BFH zum Termingeschäft i.S. des § 20 Abs. 2 Satz 1 Nr. 3 Buchst. a EStG
- Ein auf Differenzausgleich gerichtetes Devisentermingeschäft kann auch vorliegen, wenn das Gegengeschäft dem Eröffnungsgeschäft nachfolgt. Jedoch müssen beide Geschäfte derart miteinander verknüpft sein, dass der auf die Realisierung einer positiven oder negativen Differenz aus Eröffnungs- und Gegengeschäft gerichtete Wille der Vertragsbeteiligten ersichtlich ist. Es genügt nicht, dass dem Eröffnungsgeschäft tatsächlich ein Gegengeschäft lediglich nachfolgt, das dessen Erfüllung dient.
- § 23 Abs. 1 Satz 1 Nr. 2 EStG in der im Streitjahr 2011 geltenden Fassung unterfallen keine Fremdwährungsgeschäfte, bei denen die Veräußerung früher erfolgt als der Erwerb (sog. Leerverkäufe).

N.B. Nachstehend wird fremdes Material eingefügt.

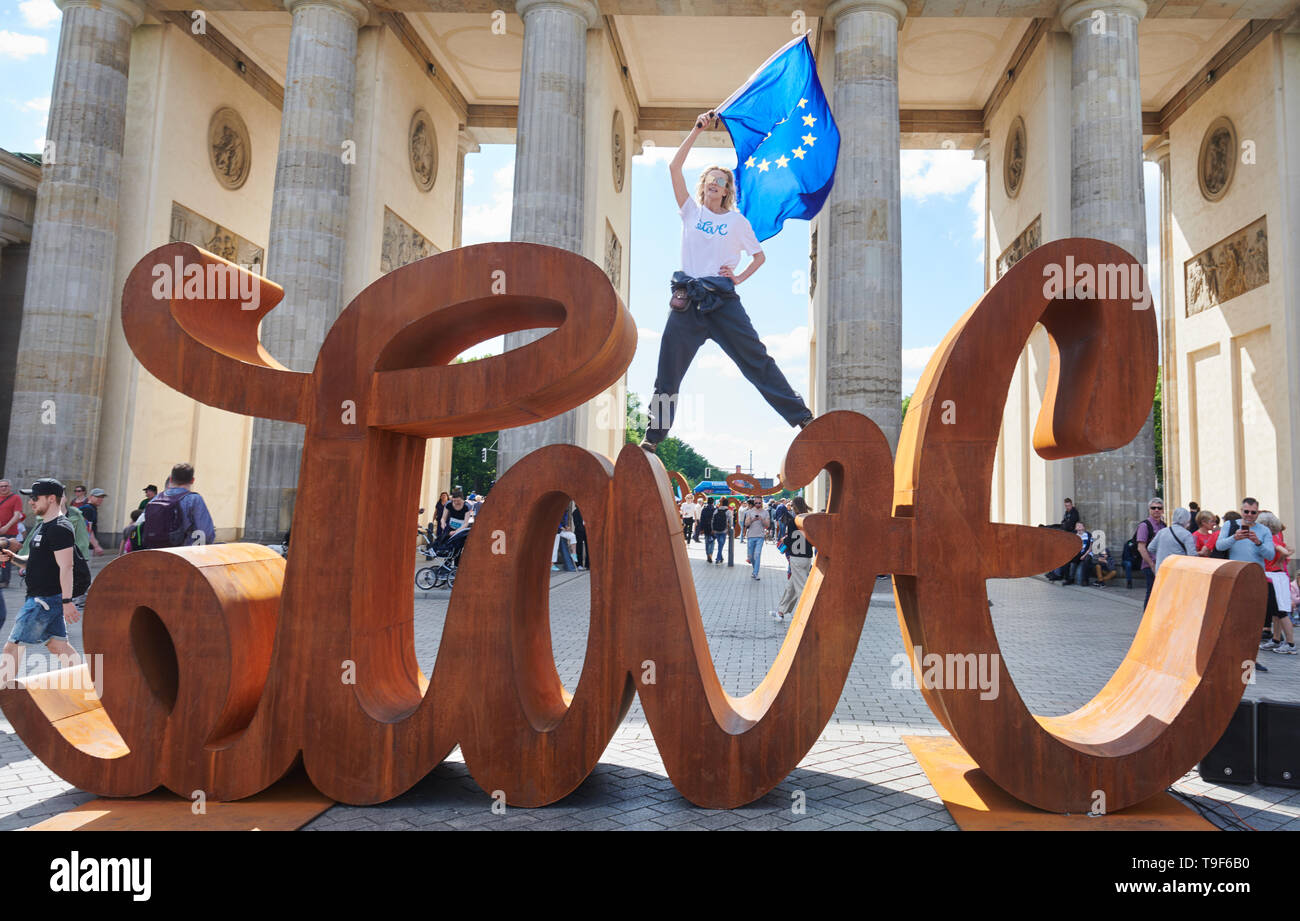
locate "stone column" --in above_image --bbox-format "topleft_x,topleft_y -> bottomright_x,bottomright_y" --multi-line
1146,138 -> 1175,505
972,136 -> 991,290
822,0 -> 906,452
1061,0 -> 1156,546
243,0 -> 366,540
496,0 -> 598,475
452,128 -> 480,249
3,0 -> 144,487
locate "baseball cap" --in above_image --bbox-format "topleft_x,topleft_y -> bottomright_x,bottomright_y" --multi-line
90,488 -> 108,497
19,477 -> 64,498
144,484 -> 157,492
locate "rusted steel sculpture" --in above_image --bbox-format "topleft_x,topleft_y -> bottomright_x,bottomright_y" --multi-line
0,238 -> 1261,814
724,471 -> 784,497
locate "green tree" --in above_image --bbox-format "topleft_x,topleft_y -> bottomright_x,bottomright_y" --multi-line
449,356 -> 496,493
1153,372 -> 1163,495
625,391 -> 725,490
901,393 -> 912,419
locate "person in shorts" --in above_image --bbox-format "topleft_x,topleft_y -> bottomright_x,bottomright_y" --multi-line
0,478 -> 82,684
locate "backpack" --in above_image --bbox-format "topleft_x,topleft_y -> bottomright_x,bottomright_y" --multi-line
35,518 -> 92,597
711,505 -> 728,533
142,491 -> 190,548
1210,520 -> 1238,559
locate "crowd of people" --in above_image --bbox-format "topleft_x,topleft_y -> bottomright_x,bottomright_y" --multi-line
0,464 -> 215,680
1044,494 -> 1298,670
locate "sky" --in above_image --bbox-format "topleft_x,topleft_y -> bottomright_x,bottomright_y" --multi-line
2,0 -> 1162,480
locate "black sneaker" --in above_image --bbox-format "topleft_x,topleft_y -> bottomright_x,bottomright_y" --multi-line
640,439 -> 658,454
1256,661 -> 1270,673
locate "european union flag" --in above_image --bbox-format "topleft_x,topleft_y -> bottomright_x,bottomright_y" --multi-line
717,33 -> 839,242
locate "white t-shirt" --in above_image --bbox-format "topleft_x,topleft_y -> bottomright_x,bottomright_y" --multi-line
679,197 -> 762,278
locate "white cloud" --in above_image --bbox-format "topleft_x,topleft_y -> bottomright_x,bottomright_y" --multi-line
19,0 -> 59,28
462,167 -> 474,189
22,96 -> 49,113
900,149 -> 984,203
761,325 -> 808,363
461,161 -> 513,244
637,327 -> 661,342
0,30 -> 48,59
901,344 -> 938,396
968,168 -> 986,242
635,146 -> 735,172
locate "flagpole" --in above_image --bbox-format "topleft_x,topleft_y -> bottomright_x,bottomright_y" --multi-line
715,31 -> 813,115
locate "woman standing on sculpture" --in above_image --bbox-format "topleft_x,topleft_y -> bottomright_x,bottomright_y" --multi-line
640,111 -> 814,452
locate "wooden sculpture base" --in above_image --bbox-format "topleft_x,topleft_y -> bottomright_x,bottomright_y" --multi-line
26,770 -> 332,831
903,735 -> 1215,831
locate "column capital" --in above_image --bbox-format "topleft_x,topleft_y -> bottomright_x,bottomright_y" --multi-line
457,128 -> 480,156
972,136 -> 991,162
283,0 -> 369,28
514,0 -> 600,30
1059,0 -> 1147,32
825,0 -> 907,29
1144,136 -> 1170,165
55,0 -> 146,28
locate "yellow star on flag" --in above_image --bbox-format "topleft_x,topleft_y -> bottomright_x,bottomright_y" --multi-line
791,147 -> 806,159
745,155 -> 756,168
775,154 -> 789,168
802,133 -> 816,147
758,158 -> 771,172
797,98 -> 808,108
802,113 -> 817,127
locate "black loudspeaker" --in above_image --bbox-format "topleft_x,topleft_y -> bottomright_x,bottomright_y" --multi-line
1258,700 -> 1300,789
1199,699 -> 1256,785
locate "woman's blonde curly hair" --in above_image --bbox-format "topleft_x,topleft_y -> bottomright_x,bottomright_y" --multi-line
695,165 -> 736,211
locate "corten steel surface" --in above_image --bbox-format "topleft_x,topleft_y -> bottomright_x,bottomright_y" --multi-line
725,471 -> 784,497
0,238 -> 1262,814
902,735 -> 1215,830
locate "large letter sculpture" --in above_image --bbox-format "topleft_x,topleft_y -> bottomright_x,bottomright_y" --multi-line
0,239 -> 1263,814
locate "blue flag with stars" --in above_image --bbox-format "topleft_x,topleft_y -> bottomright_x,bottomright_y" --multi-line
716,33 -> 839,242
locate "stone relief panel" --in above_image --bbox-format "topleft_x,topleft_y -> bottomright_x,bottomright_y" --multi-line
1198,116 -> 1236,203
208,107 -> 251,191
612,110 -> 626,193
409,109 -> 437,193
995,214 -> 1041,280
170,201 -> 263,272
604,221 -> 622,290
381,207 -> 439,274
1184,216 -> 1267,317
1003,115 -> 1026,200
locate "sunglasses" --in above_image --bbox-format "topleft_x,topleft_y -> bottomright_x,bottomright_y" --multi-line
1242,509 -> 1258,514
1149,506 -> 1163,510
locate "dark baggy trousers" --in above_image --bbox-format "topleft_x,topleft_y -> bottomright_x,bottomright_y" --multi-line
644,298 -> 811,444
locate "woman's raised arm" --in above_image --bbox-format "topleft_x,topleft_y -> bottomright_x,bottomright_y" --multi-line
671,111 -> 713,208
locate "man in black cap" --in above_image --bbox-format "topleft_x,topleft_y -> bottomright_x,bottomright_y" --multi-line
0,478 -> 82,682
138,485 -> 158,512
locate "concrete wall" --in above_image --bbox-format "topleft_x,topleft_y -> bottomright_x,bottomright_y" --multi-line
98,23 -> 280,542
1167,34 -> 1295,532
576,25 -> 633,463
986,31 -> 1073,528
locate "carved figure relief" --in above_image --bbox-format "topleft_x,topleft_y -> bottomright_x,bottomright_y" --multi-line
169,201 -> 263,273
1198,116 -> 1236,202
612,110 -> 626,193
381,207 -> 439,273
1185,216 -> 1268,316
604,221 -> 622,289
409,110 -> 437,193
1003,116 -> 1026,199
208,107 -> 251,190
995,214 -> 1041,279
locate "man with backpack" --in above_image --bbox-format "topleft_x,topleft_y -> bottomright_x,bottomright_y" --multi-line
0,478 -> 86,683
1135,498 -> 1166,609
141,463 -> 215,548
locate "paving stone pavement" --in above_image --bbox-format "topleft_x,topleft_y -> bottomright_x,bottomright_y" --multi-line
1,539 -> 1296,831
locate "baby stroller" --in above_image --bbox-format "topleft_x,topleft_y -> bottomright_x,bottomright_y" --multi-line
416,522 -> 470,590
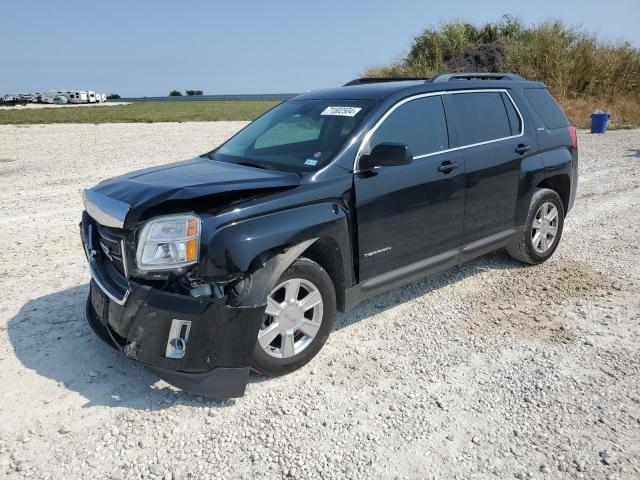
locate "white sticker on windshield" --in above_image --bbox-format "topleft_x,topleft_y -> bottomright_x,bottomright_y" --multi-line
321,106 -> 362,117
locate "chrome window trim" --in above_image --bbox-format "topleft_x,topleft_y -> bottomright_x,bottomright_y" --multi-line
353,88 -> 525,171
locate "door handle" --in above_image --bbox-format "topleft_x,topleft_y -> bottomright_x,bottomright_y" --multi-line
515,144 -> 532,155
437,161 -> 460,174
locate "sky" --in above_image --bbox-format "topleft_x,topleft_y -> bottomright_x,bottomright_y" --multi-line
2,0 -> 639,97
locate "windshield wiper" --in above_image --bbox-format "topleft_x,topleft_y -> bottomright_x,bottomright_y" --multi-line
237,161 -> 273,171
207,152 -> 275,171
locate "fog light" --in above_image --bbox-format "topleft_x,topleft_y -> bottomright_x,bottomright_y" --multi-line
165,319 -> 191,359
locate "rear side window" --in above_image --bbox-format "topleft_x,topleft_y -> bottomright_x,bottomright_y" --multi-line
501,92 -> 522,136
368,95 -> 449,157
524,88 -> 569,129
449,92 -> 512,146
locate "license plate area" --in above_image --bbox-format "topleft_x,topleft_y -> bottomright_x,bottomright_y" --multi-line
90,281 -> 109,325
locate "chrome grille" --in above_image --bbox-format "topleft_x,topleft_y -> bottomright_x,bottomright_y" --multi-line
100,238 -> 121,257
95,224 -> 128,275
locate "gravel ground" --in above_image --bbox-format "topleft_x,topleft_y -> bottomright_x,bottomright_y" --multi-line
0,124 -> 639,480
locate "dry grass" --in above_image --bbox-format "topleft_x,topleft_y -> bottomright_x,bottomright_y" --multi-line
559,96 -> 640,129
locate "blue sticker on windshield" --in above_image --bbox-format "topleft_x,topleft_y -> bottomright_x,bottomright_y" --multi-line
304,159 -> 318,166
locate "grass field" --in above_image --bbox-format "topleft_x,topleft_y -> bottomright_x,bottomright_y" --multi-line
1,97 -> 636,129
0,101 -> 278,125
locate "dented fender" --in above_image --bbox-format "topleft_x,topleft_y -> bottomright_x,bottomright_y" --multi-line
229,238 -> 318,306
200,202 -> 353,283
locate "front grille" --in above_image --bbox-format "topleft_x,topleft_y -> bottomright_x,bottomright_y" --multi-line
95,223 -> 129,276
99,238 -> 121,257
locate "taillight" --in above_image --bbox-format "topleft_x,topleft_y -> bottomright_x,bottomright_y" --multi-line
568,125 -> 578,149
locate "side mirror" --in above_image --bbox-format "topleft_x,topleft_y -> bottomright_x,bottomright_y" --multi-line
359,142 -> 413,170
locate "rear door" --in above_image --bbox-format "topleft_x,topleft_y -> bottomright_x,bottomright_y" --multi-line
354,94 -> 465,281
446,90 -> 537,249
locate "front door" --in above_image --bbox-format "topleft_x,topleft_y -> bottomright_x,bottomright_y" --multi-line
354,94 -> 465,281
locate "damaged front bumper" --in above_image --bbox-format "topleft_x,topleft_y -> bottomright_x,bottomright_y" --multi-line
81,218 -> 265,399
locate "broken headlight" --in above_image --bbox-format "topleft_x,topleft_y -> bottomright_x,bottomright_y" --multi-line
136,214 -> 200,271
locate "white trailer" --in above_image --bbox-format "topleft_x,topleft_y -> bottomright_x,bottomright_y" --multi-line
67,91 -> 88,104
86,91 -> 97,103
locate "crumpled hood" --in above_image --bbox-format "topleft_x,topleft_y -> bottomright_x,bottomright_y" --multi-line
83,157 -> 301,229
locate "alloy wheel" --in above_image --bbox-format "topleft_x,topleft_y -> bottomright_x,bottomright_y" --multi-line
531,201 -> 559,254
258,278 -> 324,359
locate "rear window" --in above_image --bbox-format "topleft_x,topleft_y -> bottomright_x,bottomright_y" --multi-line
449,92 -> 513,146
524,88 -> 569,130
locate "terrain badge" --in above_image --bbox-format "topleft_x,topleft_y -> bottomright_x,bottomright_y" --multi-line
364,246 -> 392,258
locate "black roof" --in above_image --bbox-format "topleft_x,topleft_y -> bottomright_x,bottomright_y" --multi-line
295,73 -> 544,102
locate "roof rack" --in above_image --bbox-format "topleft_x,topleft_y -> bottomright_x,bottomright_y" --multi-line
343,72 -> 524,87
429,72 -> 524,83
343,77 -> 431,87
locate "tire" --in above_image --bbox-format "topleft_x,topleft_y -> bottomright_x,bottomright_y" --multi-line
251,257 -> 336,376
507,188 -> 565,265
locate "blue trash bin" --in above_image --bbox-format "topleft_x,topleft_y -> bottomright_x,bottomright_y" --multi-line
590,111 -> 611,134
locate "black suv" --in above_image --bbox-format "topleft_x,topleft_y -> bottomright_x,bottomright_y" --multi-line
81,73 -> 578,398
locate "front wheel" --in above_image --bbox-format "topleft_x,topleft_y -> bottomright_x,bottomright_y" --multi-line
507,188 -> 565,265
251,258 -> 336,376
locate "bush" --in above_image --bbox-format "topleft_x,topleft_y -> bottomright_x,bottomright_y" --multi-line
364,16 -> 640,101
169,90 -> 183,96
446,43 -> 505,72
106,94 -> 120,100
186,90 -> 203,96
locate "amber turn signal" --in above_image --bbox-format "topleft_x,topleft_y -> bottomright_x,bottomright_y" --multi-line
186,239 -> 198,262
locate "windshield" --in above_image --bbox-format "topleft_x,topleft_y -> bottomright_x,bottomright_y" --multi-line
213,99 -> 374,172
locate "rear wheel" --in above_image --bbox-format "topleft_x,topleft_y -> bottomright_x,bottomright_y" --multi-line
507,188 -> 565,264
251,258 -> 336,376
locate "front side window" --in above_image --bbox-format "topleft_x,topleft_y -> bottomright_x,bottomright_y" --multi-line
214,99 -> 374,172
366,95 -> 449,158
449,92 -> 513,146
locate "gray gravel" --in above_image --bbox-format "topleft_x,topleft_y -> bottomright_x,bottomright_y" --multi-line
0,123 -> 639,479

BFH-Urteil vom 24.10.2017, VIII R 35/15 (veröffentlicht am 24.1.2018)
EStG § 20 Abs. 2 Satz 1 Nr. 3 Buchst. a, § 22 Nr. 2, § 23 Abs. 1 Satz 1 Nr. 2
Vorinstanz: FG München, Außensenate Augsburg, vom 10.9.2015, 15 K 2243/13 (EFG 2016 S. 563 = SIS 16 03 90)
I. Streitig ist, ob vom Kläger und Revisionsbeklagten (Kläger) erlittene Verluste aus Devisengeschäften gemäß § 20 Abs. 2 Satz 1 Nr. 3 Buchst. a des Einkommensteuergesetzes in der im Streitjahr (2011) geltenden Fassung (EStG) steuerlich zu berücksichtigen sind.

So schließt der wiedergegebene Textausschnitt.